The Ambassador movie review & film summary (2012)
Penelope Carter
Updated on March 08, 2026
He begins in Europe, using two brokers (who are apparently quite real) to line up phony diplomatic credentials from Liberia. He arrives in the Central African Republic, explaining that if the Congo was the "heart of darkness" in Joseph Conrad's words, the CAR is the spleen. There he and his secretary (Eva Jakobsen) obtain a translator and introductions to the minister of state security, relatives of the president and a diamond mine owner named Dalkia Gilbert. Again, all of these people are real.
Mads films them with hidden video mini-cams, which are concealed in walls, furniture, briefcases, clothing — who knows? Sailing through the first part of the film, I assumed it was a mockumentary, and the "hidden cam" footage was a special effect. No. I realized with a chilling certainty that the fearless Mads had actually introduced himself into this situation for the purpose of making this film. It is clear he could easily get himself killed, and the danger he faces is as riveting as the corruption he witnesses. Mads has whatever they call cojones in Denmark.

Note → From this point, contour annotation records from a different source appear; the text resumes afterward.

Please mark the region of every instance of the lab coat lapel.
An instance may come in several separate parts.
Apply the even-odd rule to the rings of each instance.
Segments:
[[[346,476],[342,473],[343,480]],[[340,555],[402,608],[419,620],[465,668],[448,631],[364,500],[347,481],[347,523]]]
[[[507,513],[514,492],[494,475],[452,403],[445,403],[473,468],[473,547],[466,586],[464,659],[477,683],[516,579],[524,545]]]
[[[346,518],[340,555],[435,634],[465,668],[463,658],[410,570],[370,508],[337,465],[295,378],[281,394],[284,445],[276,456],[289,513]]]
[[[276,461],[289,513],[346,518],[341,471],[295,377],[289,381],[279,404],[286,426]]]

To cut to the chase: Everyone he meets is on the take, some from each other. Nobody's word can be trusted. He actually visits the diamond mine that he and Gilbert will exploit — to see if it even exists. Amazingly, it does. In South Africa, I visited an actual diamond mine owned by De Beers, a high-tech operation deep in the earth. In the CAR, young men and boys stand knee-deep in muddy water and shovel soil into a sieve to extract the diamonds. It's an open secret that diamonds would not be rare if their global supply were not ruthlessly curtailed by an international cartel. Diamonds from unsettled or war-torn nations move under the radar, and are known as blood diamonds.